Transportation Secretary Ray LaHood said he expects to have an agreement to revive cross-border trucking between the U.S. and Mexico by the middle of the year after sending U.S. officials to Mexico on Monday to present the department’s plan to the government there.
“We will have a final agreement by the middle of the year,” LaHood said at the SMC3 annual winter meeting in Atlanta.
“A team is in Mexico to take a hard look at our proposal, flesh it out and come up with a full proposal to help us restart this program,” he told the trucking industry group.
“There is real pent-up demand on the Mexican side and certainly from our side to get this done and get a final plan,” LaHood said.

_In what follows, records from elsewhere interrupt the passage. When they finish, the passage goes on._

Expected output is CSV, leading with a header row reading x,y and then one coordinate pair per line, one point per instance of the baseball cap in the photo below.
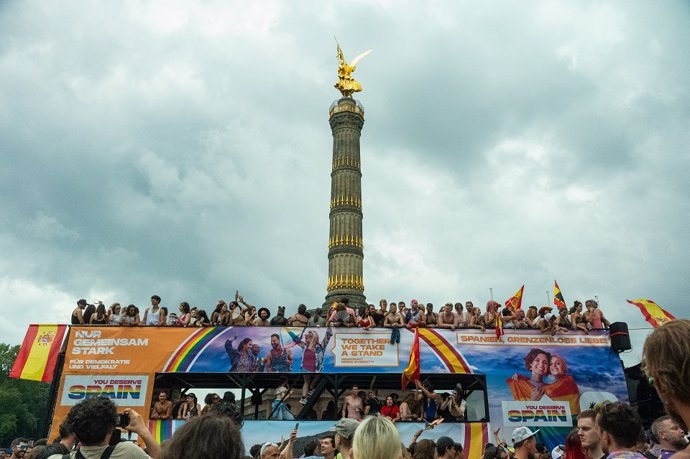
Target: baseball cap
x,y
346,427
445,442
265,446
522,433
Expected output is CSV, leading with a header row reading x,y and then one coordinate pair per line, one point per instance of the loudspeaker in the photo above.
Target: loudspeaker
x,y
620,340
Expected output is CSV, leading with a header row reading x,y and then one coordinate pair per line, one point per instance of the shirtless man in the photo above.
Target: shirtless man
x,y
490,314
353,408
431,316
395,321
162,409
152,315
78,313
381,312
417,316
458,313
447,318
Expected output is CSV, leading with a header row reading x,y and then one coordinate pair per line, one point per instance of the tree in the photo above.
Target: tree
x,y
23,404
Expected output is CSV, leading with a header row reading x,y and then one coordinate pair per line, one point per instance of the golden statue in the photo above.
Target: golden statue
x,y
346,83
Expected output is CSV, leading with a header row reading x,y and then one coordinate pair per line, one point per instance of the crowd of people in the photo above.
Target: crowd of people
x,y
390,315
610,430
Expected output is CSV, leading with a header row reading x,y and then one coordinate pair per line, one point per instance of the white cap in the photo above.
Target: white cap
x,y
522,433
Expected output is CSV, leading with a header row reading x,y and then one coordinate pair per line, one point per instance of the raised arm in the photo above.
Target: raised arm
x,y
136,425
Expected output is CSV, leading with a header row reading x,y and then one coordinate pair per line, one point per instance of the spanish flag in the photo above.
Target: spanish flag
x,y
411,373
516,300
652,312
499,327
38,354
558,296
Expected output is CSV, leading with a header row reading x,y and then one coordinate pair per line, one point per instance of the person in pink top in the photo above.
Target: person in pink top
x,y
353,407
596,317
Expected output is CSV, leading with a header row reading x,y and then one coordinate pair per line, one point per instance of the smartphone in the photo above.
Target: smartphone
x,y
122,420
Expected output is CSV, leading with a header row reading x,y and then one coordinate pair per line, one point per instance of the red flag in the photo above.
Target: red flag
x,y
411,373
499,327
652,312
558,296
516,300
38,355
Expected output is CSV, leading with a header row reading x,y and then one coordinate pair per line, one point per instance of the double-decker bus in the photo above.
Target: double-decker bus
x,y
525,378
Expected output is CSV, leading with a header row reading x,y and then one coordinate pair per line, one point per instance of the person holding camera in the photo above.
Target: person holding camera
x,y
95,422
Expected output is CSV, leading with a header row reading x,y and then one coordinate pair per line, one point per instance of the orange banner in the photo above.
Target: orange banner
x,y
128,350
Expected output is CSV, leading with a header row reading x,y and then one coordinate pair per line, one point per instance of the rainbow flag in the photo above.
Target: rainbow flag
x,y
652,312
411,373
38,354
558,296
516,300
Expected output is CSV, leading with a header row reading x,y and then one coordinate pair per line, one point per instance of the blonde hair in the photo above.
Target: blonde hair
x,y
376,438
666,359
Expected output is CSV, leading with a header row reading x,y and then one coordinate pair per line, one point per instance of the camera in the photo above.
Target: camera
x,y
122,420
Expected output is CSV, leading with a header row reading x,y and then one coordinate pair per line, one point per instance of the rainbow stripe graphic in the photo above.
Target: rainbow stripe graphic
x,y
185,355
476,436
451,357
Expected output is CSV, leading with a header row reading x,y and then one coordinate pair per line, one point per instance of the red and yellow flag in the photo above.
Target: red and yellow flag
x,y
411,373
652,312
499,327
558,300
516,300
38,354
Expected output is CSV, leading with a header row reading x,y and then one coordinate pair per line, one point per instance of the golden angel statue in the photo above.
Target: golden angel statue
x,y
346,83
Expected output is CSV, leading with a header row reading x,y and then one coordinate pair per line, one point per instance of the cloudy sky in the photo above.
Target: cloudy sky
x,y
182,149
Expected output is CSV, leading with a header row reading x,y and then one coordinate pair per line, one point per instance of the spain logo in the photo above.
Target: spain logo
x,y
46,338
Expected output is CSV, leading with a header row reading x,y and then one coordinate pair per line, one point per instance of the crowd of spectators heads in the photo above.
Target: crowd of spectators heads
x,y
389,315
96,424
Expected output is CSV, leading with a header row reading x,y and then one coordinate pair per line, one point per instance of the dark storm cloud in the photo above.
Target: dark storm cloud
x,y
185,150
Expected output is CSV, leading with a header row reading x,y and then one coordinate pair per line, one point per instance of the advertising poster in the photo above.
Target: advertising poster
x,y
532,379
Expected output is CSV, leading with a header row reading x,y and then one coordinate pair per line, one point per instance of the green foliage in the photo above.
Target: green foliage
x,y
23,404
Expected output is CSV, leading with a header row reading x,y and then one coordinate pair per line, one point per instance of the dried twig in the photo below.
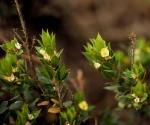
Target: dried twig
x,y
132,37
21,20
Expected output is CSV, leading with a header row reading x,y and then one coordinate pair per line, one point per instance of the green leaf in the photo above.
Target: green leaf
x,y
61,73
3,107
16,105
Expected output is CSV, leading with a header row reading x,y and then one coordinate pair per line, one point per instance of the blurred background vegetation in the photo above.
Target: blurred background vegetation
x,y
74,22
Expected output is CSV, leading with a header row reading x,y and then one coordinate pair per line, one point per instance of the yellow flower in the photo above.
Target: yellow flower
x,y
10,78
18,45
30,117
42,51
96,65
83,105
104,52
137,100
46,57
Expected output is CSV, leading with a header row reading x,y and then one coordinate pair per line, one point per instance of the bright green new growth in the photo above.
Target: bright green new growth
x,y
45,88
127,80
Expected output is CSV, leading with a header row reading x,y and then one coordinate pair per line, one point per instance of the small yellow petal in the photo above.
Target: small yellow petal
x,y
83,105
10,78
42,51
18,45
96,65
104,52
54,110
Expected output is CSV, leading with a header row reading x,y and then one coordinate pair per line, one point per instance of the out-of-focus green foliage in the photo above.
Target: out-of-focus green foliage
x,y
127,78
44,91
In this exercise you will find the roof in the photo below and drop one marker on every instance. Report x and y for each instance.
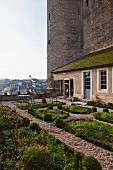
(96, 59)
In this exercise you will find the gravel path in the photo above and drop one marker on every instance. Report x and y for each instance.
(104, 157)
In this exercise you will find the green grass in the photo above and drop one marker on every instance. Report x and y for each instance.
(36, 105)
(23, 148)
(94, 59)
(104, 116)
(76, 109)
(40, 113)
(98, 133)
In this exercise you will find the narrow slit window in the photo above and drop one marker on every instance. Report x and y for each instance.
(87, 2)
(49, 16)
(49, 41)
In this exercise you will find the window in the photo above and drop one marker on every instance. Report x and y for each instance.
(103, 79)
(49, 16)
(87, 2)
(49, 41)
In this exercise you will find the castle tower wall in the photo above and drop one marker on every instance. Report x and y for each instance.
(98, 24)
(65, 34)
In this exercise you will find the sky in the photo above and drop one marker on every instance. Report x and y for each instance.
(23, 38)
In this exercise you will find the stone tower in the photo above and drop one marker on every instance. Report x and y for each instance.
(97, 25)
(65, 32)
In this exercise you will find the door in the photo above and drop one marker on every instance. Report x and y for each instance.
(87, 85)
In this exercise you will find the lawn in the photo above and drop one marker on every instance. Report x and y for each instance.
(48, 114)
(25, 146)
(36, 105)
(76, 109)
(104, 116)
(95, 132)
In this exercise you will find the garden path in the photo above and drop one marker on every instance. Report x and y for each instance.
(104, 157)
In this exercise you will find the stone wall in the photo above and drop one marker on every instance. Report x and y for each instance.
(98, 25)
(64, 32)
(77, 76)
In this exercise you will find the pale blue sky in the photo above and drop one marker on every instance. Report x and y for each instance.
(23, 38)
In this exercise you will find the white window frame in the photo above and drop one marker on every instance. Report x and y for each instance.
(82, 84)
(98, 80)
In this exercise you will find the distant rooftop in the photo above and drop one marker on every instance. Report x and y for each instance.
(96, 59)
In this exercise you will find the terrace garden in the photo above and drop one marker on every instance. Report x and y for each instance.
(100, 104)
(95, 132)
(25, 146)
(104, 116)
(48, 114)
(76, 109)
(36, 105)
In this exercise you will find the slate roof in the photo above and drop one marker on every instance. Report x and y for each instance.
(96, 59)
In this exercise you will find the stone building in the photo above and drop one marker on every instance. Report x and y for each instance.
(80, 53)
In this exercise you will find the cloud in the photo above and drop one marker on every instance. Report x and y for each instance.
(22, 38)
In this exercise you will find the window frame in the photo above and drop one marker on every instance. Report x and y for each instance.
(99, 89)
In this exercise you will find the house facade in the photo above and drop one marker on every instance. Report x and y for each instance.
(89, 78)
(79, 48)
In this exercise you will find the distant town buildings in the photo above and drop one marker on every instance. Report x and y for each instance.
(15, 86)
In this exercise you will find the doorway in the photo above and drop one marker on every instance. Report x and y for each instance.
(87, 85)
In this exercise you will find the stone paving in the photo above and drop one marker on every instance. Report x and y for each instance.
(104, 157)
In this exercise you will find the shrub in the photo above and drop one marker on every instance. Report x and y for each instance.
(59, 106)
(94, 109)
(35, 126)
(43, 100)
(90, 163)
(25, 121)
(110, 105)
(50, 107)
(47, 117)
(59, 123)
(35, 157)
(30, 111)
(105, 110)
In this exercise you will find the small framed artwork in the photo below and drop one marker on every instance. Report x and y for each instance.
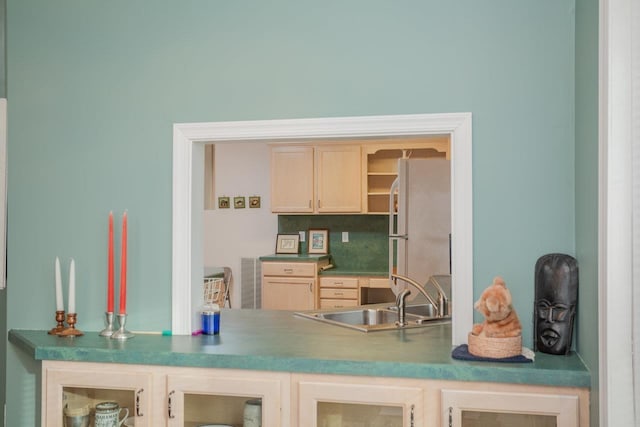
(224, 202)
(319, 241)
(254, 202)
(287, 243)
(238, 202)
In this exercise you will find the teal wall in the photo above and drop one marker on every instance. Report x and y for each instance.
(587, 189)
(94, 88)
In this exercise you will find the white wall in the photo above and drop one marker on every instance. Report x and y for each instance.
(241, 169)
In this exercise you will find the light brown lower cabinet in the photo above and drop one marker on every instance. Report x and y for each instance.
(175, 396)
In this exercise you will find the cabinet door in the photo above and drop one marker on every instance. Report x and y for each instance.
(372, 402)
(481, 408)
(288, 293)
(220, 397)
(292, 179)
(339, 178)
(77, 384)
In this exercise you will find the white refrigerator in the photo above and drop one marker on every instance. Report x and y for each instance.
(420, 221)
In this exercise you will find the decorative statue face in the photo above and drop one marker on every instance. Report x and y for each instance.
(556, 281)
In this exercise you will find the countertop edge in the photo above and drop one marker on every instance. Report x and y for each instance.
(458, 371)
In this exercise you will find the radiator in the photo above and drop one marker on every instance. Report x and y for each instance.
(251, 283)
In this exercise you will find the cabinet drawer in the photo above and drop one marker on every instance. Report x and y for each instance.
(339, 282)
(337, 303)
(305, 269)
(374, 282)
(339, 293)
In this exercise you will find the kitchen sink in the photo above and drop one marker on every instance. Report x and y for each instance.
(376, 318)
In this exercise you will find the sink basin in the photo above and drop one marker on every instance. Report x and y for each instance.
(376, 318)
(366, 316)
(425, 310)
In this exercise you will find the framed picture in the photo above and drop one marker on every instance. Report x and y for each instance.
(254, 202)
(318, 241)
(224, 203)
(287, 243)
(238, 202)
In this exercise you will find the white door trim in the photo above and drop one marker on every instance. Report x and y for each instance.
(615, 278)
(456, 125)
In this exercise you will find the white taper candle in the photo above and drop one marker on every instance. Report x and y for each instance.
(72, 287)
(59, 302)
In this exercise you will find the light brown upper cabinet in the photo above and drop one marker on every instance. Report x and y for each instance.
(292, 186)
(316, 179)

The Obama administration suspended the controversial program launched in the Bush administration to allow Mexican trucks to carry goods into the United States two years ago. The decision was applauded by organized labor, which says the Mexican truckers are not subject to the same oversight as American truckers, but prompted a sharp backlash from Mexico City.

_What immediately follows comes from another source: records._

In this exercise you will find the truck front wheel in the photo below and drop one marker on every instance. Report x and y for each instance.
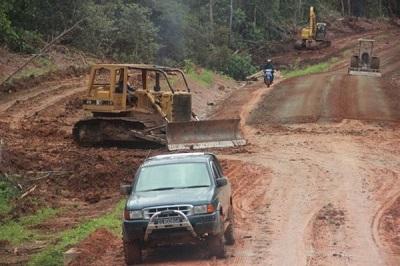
(217, 246)
(133, 252)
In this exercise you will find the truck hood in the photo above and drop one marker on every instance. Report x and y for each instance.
(193, 196)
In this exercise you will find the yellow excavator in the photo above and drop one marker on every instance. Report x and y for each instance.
(313, 36)
(148, 104)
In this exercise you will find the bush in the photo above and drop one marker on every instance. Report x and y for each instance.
(239, 67)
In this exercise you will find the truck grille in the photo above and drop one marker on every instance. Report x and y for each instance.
(185, 209)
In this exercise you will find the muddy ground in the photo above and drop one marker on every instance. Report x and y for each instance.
(318, 183)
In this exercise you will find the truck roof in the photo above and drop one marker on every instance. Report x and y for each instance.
(178, 157)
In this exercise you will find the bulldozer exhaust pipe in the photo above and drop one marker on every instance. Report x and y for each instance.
(204, 134)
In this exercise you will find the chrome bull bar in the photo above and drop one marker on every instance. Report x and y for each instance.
(180, 220)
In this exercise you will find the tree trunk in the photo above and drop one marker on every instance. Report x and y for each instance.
(231, 22)
(212, 15)
(342, 3)
(349, 8)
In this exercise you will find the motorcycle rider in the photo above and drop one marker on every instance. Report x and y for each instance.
(269, 66)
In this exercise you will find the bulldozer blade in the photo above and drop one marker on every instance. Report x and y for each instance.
(359, 72)
(204, 134)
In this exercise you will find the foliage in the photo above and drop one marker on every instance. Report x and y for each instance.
(7, 193)
(239, 67)
(53, 255)
(208, 32)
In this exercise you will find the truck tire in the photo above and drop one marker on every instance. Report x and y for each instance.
(132, 252)
(354, 61)
(229, 232)
(375, 63)
(217, 246)
(229, 235)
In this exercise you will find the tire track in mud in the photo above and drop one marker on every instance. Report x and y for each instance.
(386, 229)
(251, 207)
(326, 237)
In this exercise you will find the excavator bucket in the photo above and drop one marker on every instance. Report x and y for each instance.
(204, 134)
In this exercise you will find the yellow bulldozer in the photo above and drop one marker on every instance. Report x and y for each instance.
(364, 62)
(314, 35)
(148, 104)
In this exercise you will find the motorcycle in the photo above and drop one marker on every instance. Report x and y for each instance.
(268, 77)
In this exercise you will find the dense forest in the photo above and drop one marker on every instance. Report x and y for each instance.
(213, 33)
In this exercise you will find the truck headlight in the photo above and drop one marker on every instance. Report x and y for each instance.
(133, 215)
(202, 209)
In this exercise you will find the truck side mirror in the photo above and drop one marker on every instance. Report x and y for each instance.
(222, 182)
(126, 189)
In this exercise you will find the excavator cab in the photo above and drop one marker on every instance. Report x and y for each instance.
(314, 35)
(320, 34)
(364, 62)
(148, 104)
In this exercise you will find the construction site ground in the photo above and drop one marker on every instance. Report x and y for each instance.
(318, 183)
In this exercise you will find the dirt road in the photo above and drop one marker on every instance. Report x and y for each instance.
(319, 183)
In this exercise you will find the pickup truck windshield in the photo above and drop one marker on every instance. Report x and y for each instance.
(173, 176)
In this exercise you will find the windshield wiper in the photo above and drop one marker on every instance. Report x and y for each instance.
(196, 186)
(161, 188)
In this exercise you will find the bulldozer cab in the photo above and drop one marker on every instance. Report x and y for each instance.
(320, 33)
(148, 103)
(118, 88)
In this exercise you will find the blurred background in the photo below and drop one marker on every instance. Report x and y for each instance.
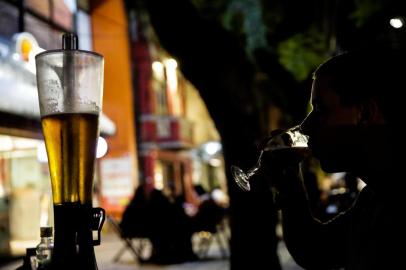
(191, 87)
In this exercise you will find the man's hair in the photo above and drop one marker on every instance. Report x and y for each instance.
(376, 74)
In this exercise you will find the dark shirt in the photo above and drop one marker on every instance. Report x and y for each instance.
(368, 236)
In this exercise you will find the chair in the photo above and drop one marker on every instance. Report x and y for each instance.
(129, 242)
(206, 238)
(211, 225)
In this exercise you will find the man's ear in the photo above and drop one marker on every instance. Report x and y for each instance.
(370, 113)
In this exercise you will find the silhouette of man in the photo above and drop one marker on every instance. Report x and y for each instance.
(353, 127)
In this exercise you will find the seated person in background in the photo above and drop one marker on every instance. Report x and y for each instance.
(133, 222)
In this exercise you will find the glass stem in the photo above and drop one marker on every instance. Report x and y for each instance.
(254, 169)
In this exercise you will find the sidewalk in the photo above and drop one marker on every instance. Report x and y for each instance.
(111, 244)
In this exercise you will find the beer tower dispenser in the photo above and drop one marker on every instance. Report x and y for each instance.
(70, 90)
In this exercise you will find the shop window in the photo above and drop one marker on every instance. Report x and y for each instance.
(84, 5)
(8, 20)
(62, 13)
(41, 31)
(41, 7)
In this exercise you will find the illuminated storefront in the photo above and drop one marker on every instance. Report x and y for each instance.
(25, 192)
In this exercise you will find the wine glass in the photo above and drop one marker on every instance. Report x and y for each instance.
(291, 139)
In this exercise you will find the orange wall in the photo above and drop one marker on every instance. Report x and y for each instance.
(110, 38)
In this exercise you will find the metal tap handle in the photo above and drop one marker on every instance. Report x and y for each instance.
(98, 217)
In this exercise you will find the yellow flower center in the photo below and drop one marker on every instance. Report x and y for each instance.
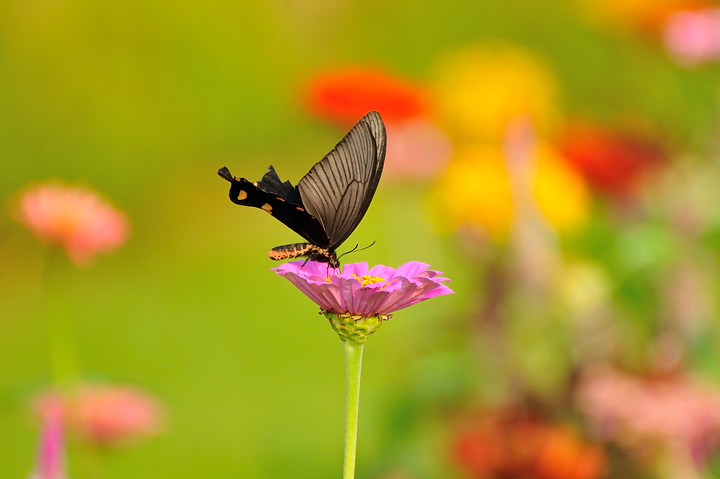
(365, 280)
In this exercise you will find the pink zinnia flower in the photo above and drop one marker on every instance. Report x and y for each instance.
(75, 219)
(103, 414)
(362, 291)
(642, 413)
(49, 462)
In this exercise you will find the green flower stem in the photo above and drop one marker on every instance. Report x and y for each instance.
(353, 367)
(59, 326)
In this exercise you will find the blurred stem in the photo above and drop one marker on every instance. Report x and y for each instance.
(353, 366)
(59, 327)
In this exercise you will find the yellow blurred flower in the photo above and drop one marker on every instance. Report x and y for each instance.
(478, 91)
(478, 192)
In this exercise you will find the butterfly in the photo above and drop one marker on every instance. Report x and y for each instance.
(329, 201)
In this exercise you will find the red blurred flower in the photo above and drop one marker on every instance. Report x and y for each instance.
(643, 15)
(613, 163)
(511, 444)
(75, 219)
(102, 414)
(648, 413)
(344, 96)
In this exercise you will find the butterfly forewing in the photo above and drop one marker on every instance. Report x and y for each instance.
(338, 189)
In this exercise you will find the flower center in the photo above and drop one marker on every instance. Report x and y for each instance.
(365, 280)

The Mexican government slapped more than $2 billion in tariffs on U.S. products, saying the program’s suspension violated the North American Free Trade Agreement. U.S. exporters, particularly agricultural shippers, say their business is being held hostage to the dispute.
LaHood said he met recently with Teamsters union General President James P. Hoffa but won no endorsement for a compromise with Mexico. “He hates this program. But this is the law and it’s part of NAFTA and we have to do it,” Lahood said.
He did not say whether the U.S. was asking Mexico for any special actions to resume the program beyond lifting the tariffs that have “had a huge impact” on agriculture shippers. “Once we reach a final compromise with Mexico, the plan would be to lift these tariffs,” he said.